The steel backed and warm rolled Al-Sn alloy containing 10-20% tin revealed
the lowest friction coefficient value of 0.7 and increased the specific wear rate
of alloy from 14.0 x 10-5 to 41.2 x 10-5 mm3/N-m and it was suggested for
bearing applications.
Wu & Zhang (2011) have attempted to find the effect of addition of
Sn in A390 alloy in both as-cast and heat treated conditions and their effects
in microstructure and sliding wear behavior. The microstructure of the alloy
endorsed the disintegrating and spheroidizing of both eutectic and primary
silicon during heat treatment process, whereas only slight changes occurred in
as-cast alloys. The lower friction factors and superior wear resistance were
obtained in the heat treated alloys (with/without addition of Sn) and the same
properties were not achieved in as-cast alloys.

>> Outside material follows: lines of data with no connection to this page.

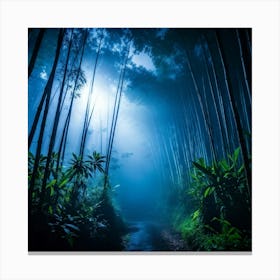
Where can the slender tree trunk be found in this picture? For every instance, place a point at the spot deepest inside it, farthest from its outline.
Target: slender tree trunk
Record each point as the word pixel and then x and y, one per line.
pixel 89 114
pixel 47 93
pixel 236 116
pixel 115 117
pixel 248 87
pixel 223 141
pixel 62 146
pixel 55 125
pixel 206 121
pixel 35 51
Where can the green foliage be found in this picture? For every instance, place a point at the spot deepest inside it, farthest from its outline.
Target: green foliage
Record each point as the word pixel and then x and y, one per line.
pixel 221 219
pixel 70 218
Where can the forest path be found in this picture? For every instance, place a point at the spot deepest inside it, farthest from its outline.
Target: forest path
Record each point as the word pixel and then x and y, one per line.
pixel 151 236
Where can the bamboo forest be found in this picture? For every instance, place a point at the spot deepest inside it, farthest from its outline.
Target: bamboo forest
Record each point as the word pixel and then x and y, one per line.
pixel 139 139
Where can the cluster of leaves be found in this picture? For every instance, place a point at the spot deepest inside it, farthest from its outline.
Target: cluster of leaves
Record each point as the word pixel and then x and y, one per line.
pixel 221 219
pixel 67 215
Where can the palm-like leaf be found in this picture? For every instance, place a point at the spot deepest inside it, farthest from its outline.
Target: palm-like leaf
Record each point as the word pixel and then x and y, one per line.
pixel 96 161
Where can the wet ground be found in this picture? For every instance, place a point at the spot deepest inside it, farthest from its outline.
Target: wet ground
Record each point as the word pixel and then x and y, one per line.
pixel 151 236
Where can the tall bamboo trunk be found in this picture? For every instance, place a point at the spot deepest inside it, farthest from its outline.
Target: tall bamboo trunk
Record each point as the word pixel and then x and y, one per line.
pixel 47 93
pixel 55 126
pixel 88 113
pixel 236 117
pixel 35 51
pixel 205 119
pixel 63 142
pixel 115 117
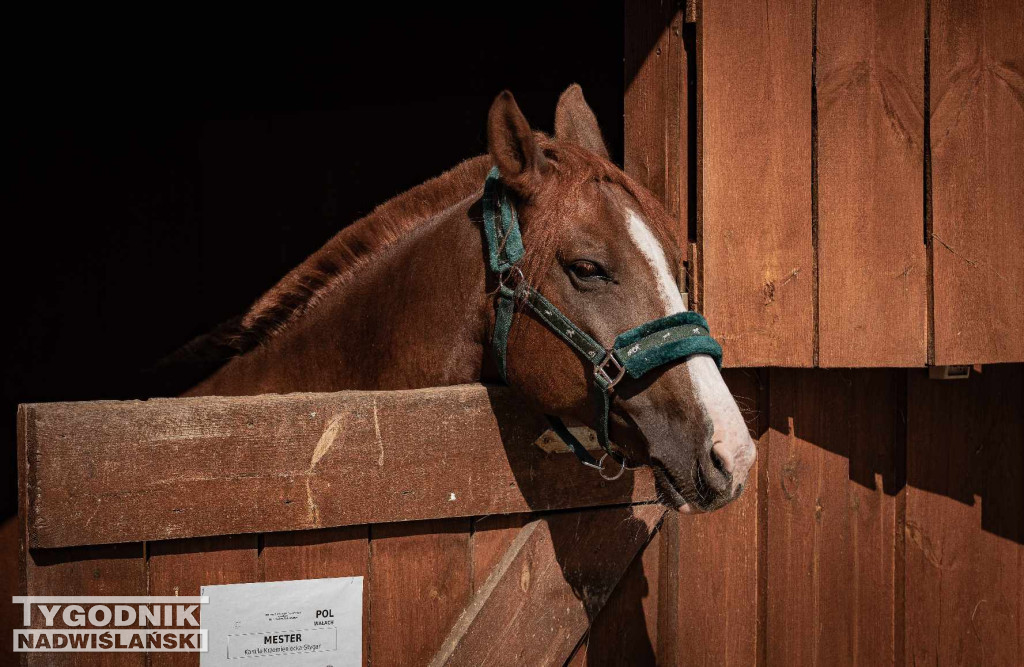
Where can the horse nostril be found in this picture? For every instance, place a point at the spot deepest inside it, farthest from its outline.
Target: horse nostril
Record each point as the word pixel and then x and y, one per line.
pixel 717 461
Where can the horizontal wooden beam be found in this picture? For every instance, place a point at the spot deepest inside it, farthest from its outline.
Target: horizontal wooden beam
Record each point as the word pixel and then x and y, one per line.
pixel 125 471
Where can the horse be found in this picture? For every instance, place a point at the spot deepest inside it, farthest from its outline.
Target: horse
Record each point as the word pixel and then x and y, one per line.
pixel 403 299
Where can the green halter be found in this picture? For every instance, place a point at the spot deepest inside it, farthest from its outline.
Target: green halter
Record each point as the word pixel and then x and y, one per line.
pixel 634 352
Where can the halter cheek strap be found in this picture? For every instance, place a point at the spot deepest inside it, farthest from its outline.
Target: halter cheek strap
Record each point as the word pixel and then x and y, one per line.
pixel 634 352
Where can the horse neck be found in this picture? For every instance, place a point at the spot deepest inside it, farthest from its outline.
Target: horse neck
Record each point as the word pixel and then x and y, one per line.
pixel 414 316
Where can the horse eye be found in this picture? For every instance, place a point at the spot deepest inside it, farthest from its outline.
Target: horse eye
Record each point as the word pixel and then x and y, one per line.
pixel 586 269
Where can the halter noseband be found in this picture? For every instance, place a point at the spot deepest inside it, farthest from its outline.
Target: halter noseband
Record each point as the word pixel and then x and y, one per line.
pixel 634 352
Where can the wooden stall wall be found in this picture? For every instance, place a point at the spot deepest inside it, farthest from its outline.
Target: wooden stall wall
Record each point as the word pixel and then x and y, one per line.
pixel 884 523
pixel 860 197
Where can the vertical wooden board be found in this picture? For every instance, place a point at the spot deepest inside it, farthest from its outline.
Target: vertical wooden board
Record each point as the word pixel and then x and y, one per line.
pixel 492 536
pixel 182 567
pixel 10 615
pixel 109 570
pixel 541 597
pixel 832 517
pixel 420 582
pixel 965 520
pixel 755 179
pixel 977 138
pixel 625 631
pixel 320 554
pixel 718 561
pixel 655 103
pixel 872 268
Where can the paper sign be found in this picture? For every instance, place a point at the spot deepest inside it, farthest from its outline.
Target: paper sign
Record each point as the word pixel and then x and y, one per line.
pixel 310 623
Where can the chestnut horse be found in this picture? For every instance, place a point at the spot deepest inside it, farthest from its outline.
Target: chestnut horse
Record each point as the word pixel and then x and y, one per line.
pixel 403 299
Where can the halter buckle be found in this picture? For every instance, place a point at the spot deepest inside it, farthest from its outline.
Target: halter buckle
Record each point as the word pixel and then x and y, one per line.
pixel 602 376
pixel 510 278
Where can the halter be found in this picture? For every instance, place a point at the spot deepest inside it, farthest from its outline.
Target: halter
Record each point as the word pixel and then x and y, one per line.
pixel 634 352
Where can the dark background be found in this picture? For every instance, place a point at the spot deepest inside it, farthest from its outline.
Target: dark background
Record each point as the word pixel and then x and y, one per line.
pixel 163 172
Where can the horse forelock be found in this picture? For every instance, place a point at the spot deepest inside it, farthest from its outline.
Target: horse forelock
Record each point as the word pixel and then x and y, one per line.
pixel 560 199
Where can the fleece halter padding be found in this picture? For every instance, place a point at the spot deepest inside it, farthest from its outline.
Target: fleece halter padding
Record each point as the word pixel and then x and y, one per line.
pixel 634 352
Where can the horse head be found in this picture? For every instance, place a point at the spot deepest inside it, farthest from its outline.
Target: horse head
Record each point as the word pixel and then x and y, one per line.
pixel 603 251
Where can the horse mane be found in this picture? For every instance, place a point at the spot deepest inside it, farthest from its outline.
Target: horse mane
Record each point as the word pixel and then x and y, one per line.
pixel 356 244
pixel 301 288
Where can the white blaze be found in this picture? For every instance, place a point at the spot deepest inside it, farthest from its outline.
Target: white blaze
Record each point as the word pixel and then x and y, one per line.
pixel 731 440
pixel 654 254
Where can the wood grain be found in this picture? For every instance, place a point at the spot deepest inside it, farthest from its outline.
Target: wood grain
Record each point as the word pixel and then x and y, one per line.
pixel 871 258
pixel 977 137
pixel 654 105
pixel 755 179
pixel 421 580
pixel 318 554
pixel 182 567
pixel 718 614
pixel 492 536
pixel 268 463
pixel 965 518
pixel 832 517
pixel 554 578
pixel 111 570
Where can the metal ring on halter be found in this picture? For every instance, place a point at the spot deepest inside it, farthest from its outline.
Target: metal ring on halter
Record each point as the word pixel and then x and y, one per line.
pixel 602 375
pixel 507 274
pixel 614 476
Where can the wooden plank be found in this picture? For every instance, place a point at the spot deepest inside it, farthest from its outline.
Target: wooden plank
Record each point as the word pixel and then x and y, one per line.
pixel 112 570
pixel 832 517
pixel 318 554
pixel 871 259
pixel 965 518
pixel 977 138
pixel 421 581
pixel 492 536
pixel 182 567
pixel 229 465
pixel 554 578
pixel 654 103
pixel 754 223
pixel 10 617
pixel 718 560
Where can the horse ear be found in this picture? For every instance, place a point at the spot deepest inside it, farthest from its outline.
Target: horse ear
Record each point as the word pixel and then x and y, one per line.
pixel 576 123
pixel 512 144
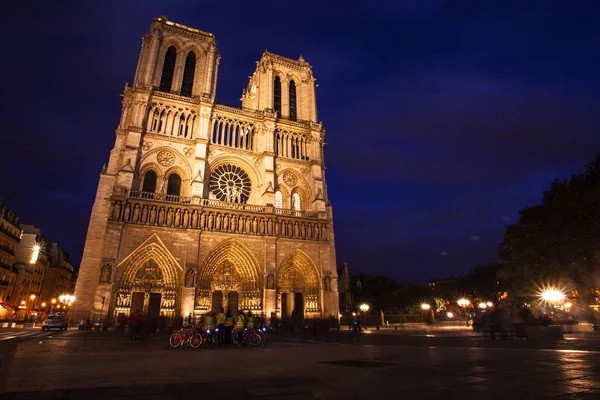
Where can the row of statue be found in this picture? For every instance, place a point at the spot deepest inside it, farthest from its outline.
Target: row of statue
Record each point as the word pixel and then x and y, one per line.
pixel 190 278
pixel 124 211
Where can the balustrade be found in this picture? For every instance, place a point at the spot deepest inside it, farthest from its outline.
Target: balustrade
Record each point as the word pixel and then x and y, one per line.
pixel 206 214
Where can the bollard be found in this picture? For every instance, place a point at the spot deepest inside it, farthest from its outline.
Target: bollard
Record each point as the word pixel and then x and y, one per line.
pixel 8 347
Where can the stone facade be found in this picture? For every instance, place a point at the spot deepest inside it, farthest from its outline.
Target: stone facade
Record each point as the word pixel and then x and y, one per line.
pixel 10 237
pixel 204 206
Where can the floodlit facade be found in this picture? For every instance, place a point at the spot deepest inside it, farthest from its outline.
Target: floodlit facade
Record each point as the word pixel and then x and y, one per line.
pixel 203 206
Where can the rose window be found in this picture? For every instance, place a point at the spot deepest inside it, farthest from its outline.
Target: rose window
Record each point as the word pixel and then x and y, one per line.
pixel 230 183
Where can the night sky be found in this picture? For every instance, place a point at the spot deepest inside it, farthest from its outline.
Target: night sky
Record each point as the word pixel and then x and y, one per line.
pixel 443 118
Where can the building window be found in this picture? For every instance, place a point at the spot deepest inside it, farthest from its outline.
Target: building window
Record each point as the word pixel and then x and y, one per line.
pixel 296 202
pixel 277 96
pixel 149 184
pixel 166 79
pixel 293 112
pixel 174 185
pixel 188 75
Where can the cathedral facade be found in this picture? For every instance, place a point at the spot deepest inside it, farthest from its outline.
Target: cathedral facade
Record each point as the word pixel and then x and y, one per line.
pixel 204 206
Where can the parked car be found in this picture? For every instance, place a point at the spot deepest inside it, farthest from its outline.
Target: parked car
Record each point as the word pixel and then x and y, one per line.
pixel 55 322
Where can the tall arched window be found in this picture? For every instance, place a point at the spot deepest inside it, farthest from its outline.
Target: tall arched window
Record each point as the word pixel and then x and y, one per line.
pixel 277 96
pixel 166 80
pixel 296 202
pixel 293 112
pixel 174 185
pixel 149 184
pixel 188 74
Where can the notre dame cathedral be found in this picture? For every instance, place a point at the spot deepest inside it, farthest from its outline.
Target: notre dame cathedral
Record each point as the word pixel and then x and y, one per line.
pixel 204 206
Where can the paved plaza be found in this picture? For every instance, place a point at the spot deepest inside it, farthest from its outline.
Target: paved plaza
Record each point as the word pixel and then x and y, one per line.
pixel 88 365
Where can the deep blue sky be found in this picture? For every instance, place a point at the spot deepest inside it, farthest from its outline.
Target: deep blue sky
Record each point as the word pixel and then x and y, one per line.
pixel 443 118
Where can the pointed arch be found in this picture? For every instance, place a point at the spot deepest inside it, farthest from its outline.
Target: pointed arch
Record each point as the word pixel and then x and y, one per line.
pixel 153 249
pixel 292 102
pixel 188 74
pixel 299 273
pixel 166 79
pixel 277 95
pixel 231 253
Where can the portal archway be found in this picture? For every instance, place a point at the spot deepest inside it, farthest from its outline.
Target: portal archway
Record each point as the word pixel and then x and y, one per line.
pixel 148 281
pixel 298 286
pixel 229 277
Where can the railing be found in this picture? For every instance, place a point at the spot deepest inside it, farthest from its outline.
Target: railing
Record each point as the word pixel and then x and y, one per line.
pixel 132 207
pixel 10 234
pixel 7 249
pixel 212 203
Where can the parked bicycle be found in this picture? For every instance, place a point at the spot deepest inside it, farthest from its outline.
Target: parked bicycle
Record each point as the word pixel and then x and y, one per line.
pixel 188 336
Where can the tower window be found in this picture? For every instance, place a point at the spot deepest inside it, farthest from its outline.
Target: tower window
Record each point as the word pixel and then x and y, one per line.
pixel 174 185
pixel 296 202
pixel 166 79
pixel 188 74
pixel 149 182
pixel 293 112
pixel 277 96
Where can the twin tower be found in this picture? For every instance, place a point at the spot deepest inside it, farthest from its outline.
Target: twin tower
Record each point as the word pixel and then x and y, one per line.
pixel 204 206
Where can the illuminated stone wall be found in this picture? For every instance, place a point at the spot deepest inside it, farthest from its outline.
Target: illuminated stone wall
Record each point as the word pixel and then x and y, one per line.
pixel 222 229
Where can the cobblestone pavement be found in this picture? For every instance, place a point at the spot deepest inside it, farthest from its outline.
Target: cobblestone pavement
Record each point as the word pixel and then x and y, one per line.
pixel 76 365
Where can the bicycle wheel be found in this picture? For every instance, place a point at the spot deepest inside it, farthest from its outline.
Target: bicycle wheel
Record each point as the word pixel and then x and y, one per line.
pixel 176 340
pixel 253 339
pixel 209 340
pixel 195 340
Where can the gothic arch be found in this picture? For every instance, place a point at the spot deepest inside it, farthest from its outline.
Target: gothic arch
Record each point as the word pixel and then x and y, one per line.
pixel 298 269
pixel 235 253
pixel 149 268
pixel 301 187
pixel 152 249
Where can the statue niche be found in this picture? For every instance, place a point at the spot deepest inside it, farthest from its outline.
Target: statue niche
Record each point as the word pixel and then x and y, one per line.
pixel 190 277
pixel 105 274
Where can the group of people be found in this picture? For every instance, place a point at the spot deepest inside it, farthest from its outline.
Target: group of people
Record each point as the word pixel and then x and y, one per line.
pixel 223 323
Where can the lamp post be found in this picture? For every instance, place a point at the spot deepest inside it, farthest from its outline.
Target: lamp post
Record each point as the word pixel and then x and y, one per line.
pixel 365 309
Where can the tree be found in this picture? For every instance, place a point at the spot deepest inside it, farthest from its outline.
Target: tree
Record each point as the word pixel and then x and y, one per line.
pixel 557 241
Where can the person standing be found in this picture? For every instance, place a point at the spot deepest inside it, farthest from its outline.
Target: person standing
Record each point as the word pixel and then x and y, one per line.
pixel 136 324
pixel 221 326
pixel 240 325
pixel 228 326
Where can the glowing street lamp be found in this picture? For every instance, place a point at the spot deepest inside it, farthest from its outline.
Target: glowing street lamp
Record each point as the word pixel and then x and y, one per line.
pixel 463 302
pixel 553 295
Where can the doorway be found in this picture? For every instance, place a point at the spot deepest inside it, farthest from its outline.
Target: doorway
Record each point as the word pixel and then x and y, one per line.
pixel 232 302
pixel 299 304
pixel 154 305
pixel 217 302
pixel 284 301
pixel 137 303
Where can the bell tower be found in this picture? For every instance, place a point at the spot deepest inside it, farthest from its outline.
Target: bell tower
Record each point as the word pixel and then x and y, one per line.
pixel 284 86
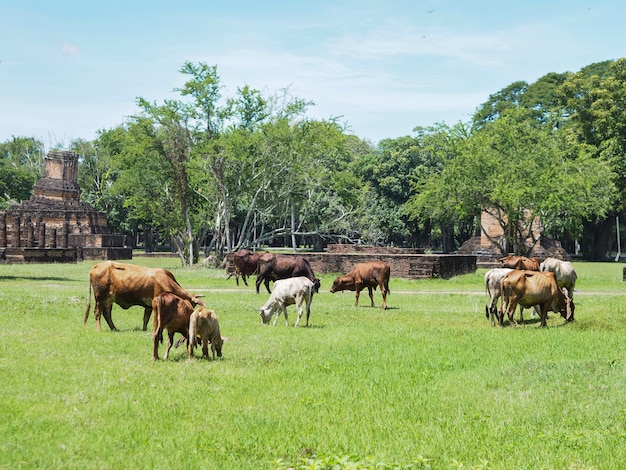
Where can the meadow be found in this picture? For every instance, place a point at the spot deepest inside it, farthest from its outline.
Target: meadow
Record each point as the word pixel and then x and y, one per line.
pixel 428 383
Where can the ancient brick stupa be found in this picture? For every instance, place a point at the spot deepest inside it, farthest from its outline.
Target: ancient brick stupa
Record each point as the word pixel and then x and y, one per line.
pixel 54 225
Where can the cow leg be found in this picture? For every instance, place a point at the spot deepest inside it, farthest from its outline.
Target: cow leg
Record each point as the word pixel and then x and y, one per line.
pixel 283 307
pixel 147 311
pixel 107 316
pixel 170 341
pixel 308 308
pixel 205 347
pixel 299 306
pixel 371 293
pixel 156 337
pixel 544 314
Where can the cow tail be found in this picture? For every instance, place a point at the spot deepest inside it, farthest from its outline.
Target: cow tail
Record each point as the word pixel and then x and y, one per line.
pixel 193 330
pixel 157 319
pixel 88 306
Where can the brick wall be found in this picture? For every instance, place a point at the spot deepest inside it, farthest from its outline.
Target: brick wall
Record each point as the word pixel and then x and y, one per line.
pixel 408 266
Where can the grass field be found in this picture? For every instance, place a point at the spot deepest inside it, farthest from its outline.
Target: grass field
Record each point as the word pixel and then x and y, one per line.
pixel 426 384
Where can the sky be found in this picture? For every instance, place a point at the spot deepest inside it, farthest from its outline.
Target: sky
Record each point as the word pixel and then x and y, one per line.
pixel 69 69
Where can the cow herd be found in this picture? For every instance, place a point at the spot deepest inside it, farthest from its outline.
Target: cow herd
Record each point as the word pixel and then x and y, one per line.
pixel 545 287
pixel 178 311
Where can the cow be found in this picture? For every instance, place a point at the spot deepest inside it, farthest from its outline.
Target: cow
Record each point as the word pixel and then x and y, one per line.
pixel 273 267
pixel 171 313
pixel 528 288
pixel 128 285
pixel 245 265
pixel 371 275
pixel 493 277
pixel 290 291
pixel 563 271
pixel 203 325
pixel 519 262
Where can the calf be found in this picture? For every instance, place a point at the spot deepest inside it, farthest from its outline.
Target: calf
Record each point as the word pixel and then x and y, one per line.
pixel 493 278
pixel 563 271
pixel 528 288
pixel 273 267
pixel 203 324
pixel 171 313
pixel 362 275
pixel 293 290
pixel 519 262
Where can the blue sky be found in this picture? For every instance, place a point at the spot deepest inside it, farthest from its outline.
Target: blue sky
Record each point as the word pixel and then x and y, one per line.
pixel 70 68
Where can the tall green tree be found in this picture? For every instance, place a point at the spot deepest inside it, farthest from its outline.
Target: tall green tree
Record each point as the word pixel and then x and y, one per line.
pixel 21 165
pixel 522 174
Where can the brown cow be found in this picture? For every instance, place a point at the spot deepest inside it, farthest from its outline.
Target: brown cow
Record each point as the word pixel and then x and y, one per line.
pixel 203 325
pixel 370 275
pixel 528 288
pixel 171 313
pixel 245 265
pixel 273 267
pixel 519 262
pixel 128 285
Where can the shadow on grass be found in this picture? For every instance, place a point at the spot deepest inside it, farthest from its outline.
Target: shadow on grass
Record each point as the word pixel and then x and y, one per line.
pixel 35 278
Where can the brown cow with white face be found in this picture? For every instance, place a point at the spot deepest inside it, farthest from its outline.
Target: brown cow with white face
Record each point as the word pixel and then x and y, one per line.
pixel 371 275
pixel 528 288
pixel 128 285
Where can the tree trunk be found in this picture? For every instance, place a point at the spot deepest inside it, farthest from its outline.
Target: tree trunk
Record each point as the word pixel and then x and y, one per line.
pixel 597 238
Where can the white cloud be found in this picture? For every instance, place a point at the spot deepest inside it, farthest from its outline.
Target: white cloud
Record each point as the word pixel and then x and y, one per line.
pixel 69 49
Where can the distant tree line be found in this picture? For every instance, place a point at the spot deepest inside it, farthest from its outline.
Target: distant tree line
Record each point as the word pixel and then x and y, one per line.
pixel 214 173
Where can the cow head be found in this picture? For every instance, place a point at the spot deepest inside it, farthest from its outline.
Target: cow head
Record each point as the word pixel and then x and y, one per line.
pixel 342 283
pixel 569 306
pixel 566 305
pixel 266 313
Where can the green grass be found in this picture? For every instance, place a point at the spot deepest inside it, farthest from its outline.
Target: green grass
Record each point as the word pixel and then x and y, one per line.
pixel 426 384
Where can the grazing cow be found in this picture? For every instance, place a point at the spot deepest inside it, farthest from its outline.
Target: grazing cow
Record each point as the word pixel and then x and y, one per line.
pixel 173 314
pixel 245 265
pixel 128 285
pixel 493 277
pixel 293 290
pixel 563 271
pixel 528 288
pixel 519 262
pixel 203 325
pixel 371 275
pixel 273 267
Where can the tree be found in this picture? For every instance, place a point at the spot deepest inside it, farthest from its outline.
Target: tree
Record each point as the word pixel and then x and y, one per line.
pixel 21 165
pixel 521 173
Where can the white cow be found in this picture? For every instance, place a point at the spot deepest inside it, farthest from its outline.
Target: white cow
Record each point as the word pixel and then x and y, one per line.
pixel 493 287
pixel 563 271
pixel 293 290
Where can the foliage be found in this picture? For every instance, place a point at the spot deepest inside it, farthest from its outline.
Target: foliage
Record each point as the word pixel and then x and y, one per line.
pixel 522 174
pixel 21 165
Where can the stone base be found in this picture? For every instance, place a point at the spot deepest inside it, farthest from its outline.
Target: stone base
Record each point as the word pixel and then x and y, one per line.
pixel 61 255
pixel 407 266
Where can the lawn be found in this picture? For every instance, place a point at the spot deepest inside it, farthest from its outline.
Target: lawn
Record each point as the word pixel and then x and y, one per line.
pixel 426 384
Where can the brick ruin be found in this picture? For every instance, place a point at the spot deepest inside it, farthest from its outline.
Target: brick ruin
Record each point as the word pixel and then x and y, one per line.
pixel 487 253
pixel 404 263
pixel 54 225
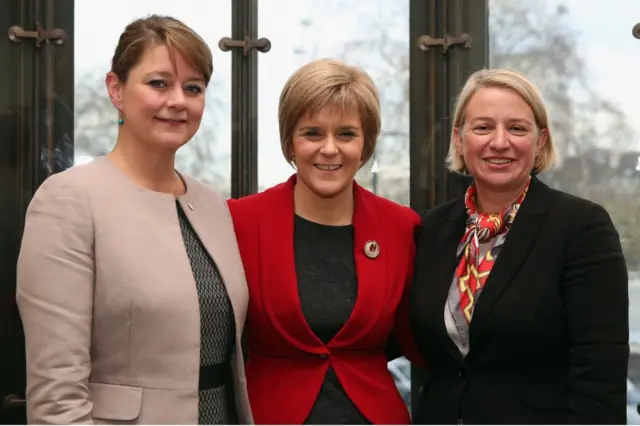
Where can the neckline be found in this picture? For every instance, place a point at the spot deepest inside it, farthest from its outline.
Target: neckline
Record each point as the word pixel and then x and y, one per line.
pixel 130 182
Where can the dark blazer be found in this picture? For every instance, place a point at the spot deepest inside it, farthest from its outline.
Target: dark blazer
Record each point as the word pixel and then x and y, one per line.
pixel 287 363
pixel 549 335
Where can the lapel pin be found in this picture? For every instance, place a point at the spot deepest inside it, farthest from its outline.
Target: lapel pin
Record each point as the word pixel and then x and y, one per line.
pixel 371 249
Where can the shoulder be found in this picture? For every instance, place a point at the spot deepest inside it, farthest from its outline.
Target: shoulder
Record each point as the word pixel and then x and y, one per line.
pixel 580 212
pixel 78 182
pixel 201 190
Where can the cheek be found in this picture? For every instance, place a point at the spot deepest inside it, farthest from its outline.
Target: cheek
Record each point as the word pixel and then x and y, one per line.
pixel 353 152
pixel 525 149
pixel 196 108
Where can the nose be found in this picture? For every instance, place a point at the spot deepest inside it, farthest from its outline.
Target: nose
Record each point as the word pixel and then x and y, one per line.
pixel 500 140
pixel 329 147
pixel 176 97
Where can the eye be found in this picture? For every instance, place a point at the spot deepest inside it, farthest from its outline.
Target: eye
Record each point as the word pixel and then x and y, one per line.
pixel 348 134
pixel 158 84
pixel 313 133
pixel 194 89
pixel 518 130
pixel 482 129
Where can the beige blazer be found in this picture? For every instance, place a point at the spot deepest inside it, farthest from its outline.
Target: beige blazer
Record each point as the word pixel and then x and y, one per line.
pixel 109 303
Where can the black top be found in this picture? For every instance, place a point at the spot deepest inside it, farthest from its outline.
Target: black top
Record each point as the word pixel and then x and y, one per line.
pixel 327 286
pixel 217 332
pixel 549 335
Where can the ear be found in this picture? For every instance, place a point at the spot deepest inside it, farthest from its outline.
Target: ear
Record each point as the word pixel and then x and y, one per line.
pixel 457 140
pixel 543 137
pixel 115 88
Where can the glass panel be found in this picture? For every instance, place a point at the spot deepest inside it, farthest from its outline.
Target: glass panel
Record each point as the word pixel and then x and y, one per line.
pixel 16 100
pixel 369 34
pixel 98 25
pixel 585 60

Jeong-Keun et al (2002) have
found that the Al-20Sn and Al-40Sn alloys obtained three different kinds of
structure namely elongated, small network and large network during the
addition of Sn. Better wear resistance and lesser friction coefficient were
obtained in large network structure compared to other types of structures and
this exhibited better anti-friction characteristics.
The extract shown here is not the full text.